Louis Talpe (born 22 May 1981) is a Belgian actor. He is known for playing Toby on the Studio 100 show Mega Mindy and has appeared most recently as Eliab on the ABC-produced drama Of Kings and Prophets.

==Career==
Talpe was born in Kortemark and performed in guest roles including in the shows 16+, Spring, The Kotmadam and Rupel. In 2006, he landed a role as Toby in Mega Mindy, a production of Studio 100. From September 2008 to January 2009, Talpe was busy shooting the VRT series Goesting.

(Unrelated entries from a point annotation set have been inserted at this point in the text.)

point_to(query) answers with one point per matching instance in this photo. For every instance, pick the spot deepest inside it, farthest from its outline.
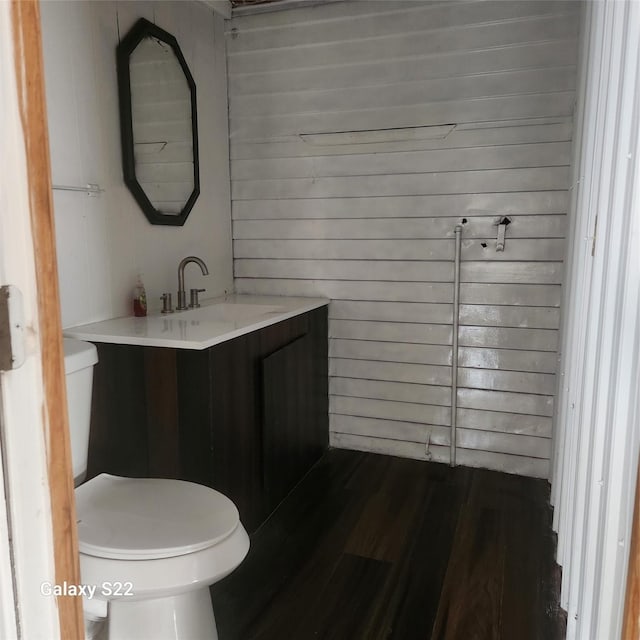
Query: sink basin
(230, 312)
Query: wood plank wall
(361, 134)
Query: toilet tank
(79, 359)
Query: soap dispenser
(139, 299)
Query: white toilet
(151, 547)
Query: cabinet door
(291, 442)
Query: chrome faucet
(182, 294)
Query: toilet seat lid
(149, 518)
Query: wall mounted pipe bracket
(503, 223)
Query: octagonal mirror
(158, 124)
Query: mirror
(158, 124)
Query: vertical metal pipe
(454, 350)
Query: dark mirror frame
(141, 30)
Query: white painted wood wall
(366, 217)
(104, 242)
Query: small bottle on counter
(139, 299)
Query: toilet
(151, 547)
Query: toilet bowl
(149, 547)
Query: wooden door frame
(38, 479)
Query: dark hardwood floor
(371, 547)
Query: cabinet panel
(211, 416)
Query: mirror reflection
(159, 128)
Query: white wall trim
(597, 420)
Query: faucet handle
(194, 304)
(166, 303)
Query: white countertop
(216, 321)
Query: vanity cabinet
(248, 417)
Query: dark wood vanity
(248, 417)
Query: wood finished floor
(371, 547)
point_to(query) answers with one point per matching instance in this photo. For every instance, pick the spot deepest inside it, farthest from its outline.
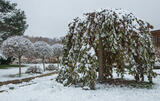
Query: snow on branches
(42, 50)
(57, 50)
(103, 40)
(16, 46)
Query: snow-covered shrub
(52, 68)
(42, 50)
(34, 69)
(57, 50)
(16, 46)
(102, 39)
(1, 55)
(157, 52)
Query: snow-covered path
(47, 89)
(12, 73)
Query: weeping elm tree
(57, 50)
(42, 50)
(16, 46)
(103, 40)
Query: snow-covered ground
(47, 89)
(12, 73)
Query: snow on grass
(12, 73)
(45, 89)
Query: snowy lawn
(12, 73)
(47, 89)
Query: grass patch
(10, 66)
(128, 83)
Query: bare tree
(16, 46)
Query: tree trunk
(19, 59)
(101, 61)
(43, 64)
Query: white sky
(49, 18)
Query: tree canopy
(110, 40)
(12, 20)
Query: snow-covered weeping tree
(57, 50)
(16, 46)
(106, 40)
(42, 50)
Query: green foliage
(107, 40)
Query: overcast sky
(50, 18)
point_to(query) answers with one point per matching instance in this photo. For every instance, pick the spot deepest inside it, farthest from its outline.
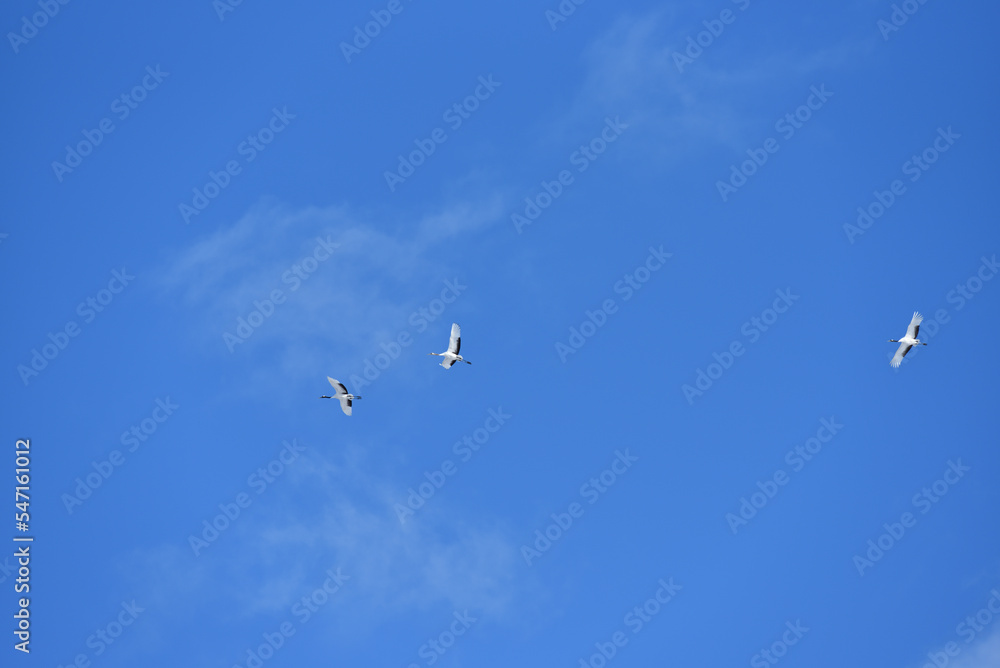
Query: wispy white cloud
(382, 267)
(343, 518)
(631, 71)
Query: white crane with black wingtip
(340, 392)
(454, 344)
(907, 341)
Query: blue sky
(679, 441)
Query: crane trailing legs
(454, 345)
(907, 341)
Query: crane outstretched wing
(455, 343)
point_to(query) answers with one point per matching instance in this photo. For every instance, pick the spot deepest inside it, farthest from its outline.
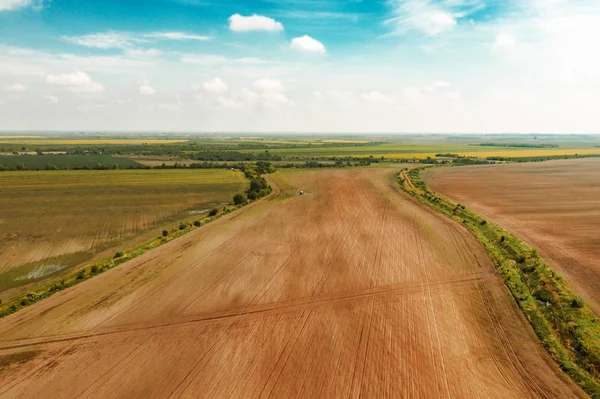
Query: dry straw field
(51, 220)
(353, 289)
(554, 206)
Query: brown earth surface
(553, 206)
(352, 289)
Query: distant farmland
(30, 140)
(58, 219)
(421, 151)
(554, 206)
(39, 162)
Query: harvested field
(554, 206)
(352, 289)
(57, 219)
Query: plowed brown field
(554, 206)
(351, 290)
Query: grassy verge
(256, 191)
(569, 330)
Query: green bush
(239, 199)
(544, 296)
(577, 303)
(81, 274)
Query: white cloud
(142, 53)
(11, 5)
(51, 99)
(145, 88)
(226, 102)
(177, 36)
(505, 40)
(128, 40)
(215, 85)
(269, 85)
(204, 59)
(16, 87)
(307, 44)
(240, 23)
(438, 86)
(429, 17)
(377, 97)
(105, 40)
(78, 82)
(271, 91)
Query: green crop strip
(569, 330)
(252, 173)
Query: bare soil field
(53, 220)
(353, 289)
(553, 206)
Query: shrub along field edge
(569, 330)
(259, 188)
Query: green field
(410, 150)
(52, 221)
(40, 162)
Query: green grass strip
(120, 257)
(567, 327)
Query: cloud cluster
(78, 82)
(127, 40)
(146, 89)
(240, 23)
(307, 44)
(264, 93)
(16, 88)
(11, 5)
(430, 17)
(215, 85)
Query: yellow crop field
(20, 137)
(494, 153)
(3, 140)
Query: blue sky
(300, 65)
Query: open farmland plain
(554, 206)
(52, 220)
(353, 289)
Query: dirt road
(350, 290)
(554, 206)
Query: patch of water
(197, 212)
(40, 271)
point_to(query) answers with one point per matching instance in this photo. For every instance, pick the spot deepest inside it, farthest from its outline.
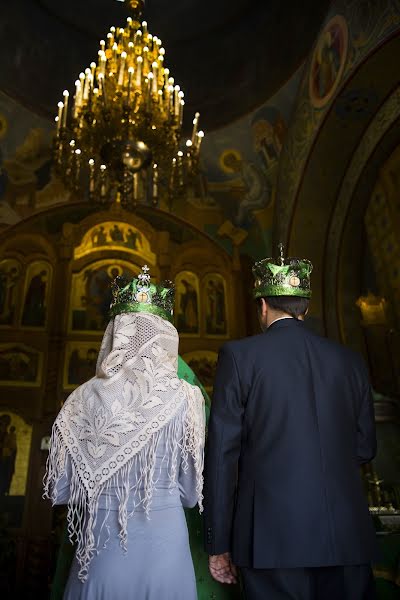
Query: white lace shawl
(112, 423)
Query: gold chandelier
(120, 137)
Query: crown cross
(281, 255)
(141, 295)
(144, 277)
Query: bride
(127, 455)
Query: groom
(291, 421)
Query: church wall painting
(15, 445)
(80, 362)
(203, 363)
(37, 288)
(328, 61)
(91, 293)
(187, 304)
(20, 365)
(115, 235)
(215, 314)
(10, 285)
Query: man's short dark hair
(292, 305)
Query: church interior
(276, 121)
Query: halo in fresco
(229, 159)
(328, 61)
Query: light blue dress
(157, 564)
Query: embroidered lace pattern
(112, 423)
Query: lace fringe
(82, 511)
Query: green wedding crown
(282, 277)
(141, 295)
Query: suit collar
(280, 323)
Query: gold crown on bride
(141, 295)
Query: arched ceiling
(341, 169)
(228, 56)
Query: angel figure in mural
(269, 129)
(256, 189)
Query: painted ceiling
(229, 56)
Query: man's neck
(279, 318)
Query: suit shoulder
(351, 357)
(243, 345)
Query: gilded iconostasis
(312, 161)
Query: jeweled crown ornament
(141, 295)
(282, 276)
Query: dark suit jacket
(291, 420)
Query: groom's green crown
(141, 295)
(282, 277)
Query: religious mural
(115, 235)
(10, 280)
(203, 363)
(37, 282)
(215, 305)
(328, 61)
(187, 306)
(80, 362)
(15, 443)
(91, 293)
(20, 365)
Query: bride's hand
(222, 569)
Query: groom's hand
(222, 569)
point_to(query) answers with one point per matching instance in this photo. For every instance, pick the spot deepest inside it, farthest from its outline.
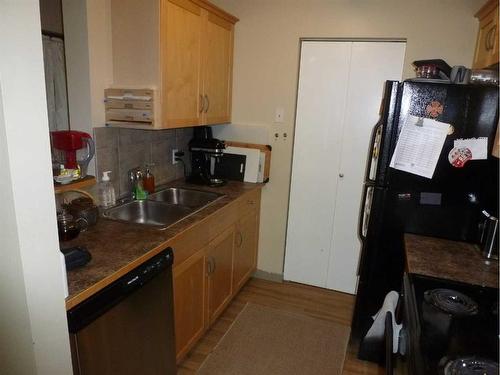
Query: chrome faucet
(135, 176)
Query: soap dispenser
(107, 196)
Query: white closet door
(321, 101)
(372, 63)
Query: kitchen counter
(449, 260)
(118, 247)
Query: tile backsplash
(119, 150)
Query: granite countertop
(116, 246)
(450, 260)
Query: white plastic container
(107, 196)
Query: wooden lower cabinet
(245, 249)
(207, 280)
(189, 302)
(219, 273)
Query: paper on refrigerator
(419, 146)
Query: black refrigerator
(448, 205)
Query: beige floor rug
(265, 341)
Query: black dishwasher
(128, 327)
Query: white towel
(378, 327)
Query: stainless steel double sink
(164, 208)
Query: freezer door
(472, 111)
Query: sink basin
(185, 197)
(163, 208)
(147, 212)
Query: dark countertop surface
(116, 246)
(450, 260)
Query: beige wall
(266, 66)
(51, 16)
(33, 329)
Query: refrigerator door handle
(361, 221)
(375, 131)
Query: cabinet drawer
(189, 242)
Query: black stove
(451, 328)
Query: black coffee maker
(206, 153)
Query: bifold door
(338, 101)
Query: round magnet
(459, 156)
(434, 109)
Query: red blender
(73, 149)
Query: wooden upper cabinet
(218, 67)
(183, 49)
(486, 53)
(181, 65)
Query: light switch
(279, 114)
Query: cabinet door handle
(208, 103)
(487, 40)
(491, 38)
(202, 103)
(209, 266)
(239, 239)
(213, 264)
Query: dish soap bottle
(149, 180)
(106, 191)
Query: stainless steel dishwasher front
(128, 327)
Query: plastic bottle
(106, 191)
(149, 180)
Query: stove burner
(471, 366)
(451, 301)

On 5 March 2012, Talpe appeared as Mike Brandt in the soap opera Good times, bad times. On 29 August 2013, it was announced that Talpe would play the role of DJ Lo-Tus in the television show Love with Ibiza.

In 2015, he played the role of Roel Thevange in the TV show Spitbroers. He will be playing Vincent in the upcoming film Wat Mannen Willen (2015), his first role in a film for a long time.

==Television==
===Fixed roles===

| Title | Role | Type of Program | Broadcaster | Year |
|---|---|---|---|---|
| Mega Mindy | Toby | Children | Ketnet | 2006 to present |
| Slot Marsepeinstein | Captain Wachter | Children | Nickelodeon | 2009 |
| Goesting | Hannes Blondeel | Fiction series | One | 2010 |
| Goede tijden, slechte tijden | Mike Brandt | Soap opera | RTL 4 | 2012 to 2013 |
| Fall in love with Ibiza | dj Lo-Tus | television | SBS6 | 2013 |
| Aspe | Eric Vranckx | television | Vtm | 2014 |
| De Ridder | Thomas De Kuyper | television | One | From autumn 2014 |
| Spitsbroers | Thevenage | television | Vtm | Spring 2015 |
| De zoon van Artan | Artan | television | Ketnet | 2015 |
| Of Kings and Prophets | Eliab | television | ABC | 2016 |
| Onder Vuur | Orlando Foncke | television | Eén | 2021-2024 |

== Film ==

| Title | Role | Year |
|---|---|---|
| The Secret of Mega Mindy | Toby / Mega Toby | 2009 |
| Daijobu (short film) | Louie | 2010 |
| Mega Mindy and the Black Crystal | Toby | 2010 |
| Gooische Vrouwen | Bellhop | 2011 |
| Mega Mindy en de Snoepbaron | Toby / Mega Toby | 2011 |
| The Club of Sinterklaas and Piet School | Vader Lucas | 2013 |
| FC Champions 2: Jubilee General | Savior in helicopter | 2015 |
| Wat mannen willen (What men want) | Vincent | 2015 |
| Niet Schieten | Gilbert Van de Steen | 2018 |
| The Racer | Dominique Chabol | 2020 |
| iHostage | Winston | 2025 |

== Musicals ==
There are now two musicals produced of the show Mega Mindy. Talpe performed in these two musicals as agent Toby. The first musical, Mega Mindy and the Brilliant Emerald ran between 2008 and 2009 in both Belgium and the Netherlands. This was followed by Mega Mindy and the Doll Master in 2010.

In 2014, Talpe starred in the musical spectacle '14 -'18.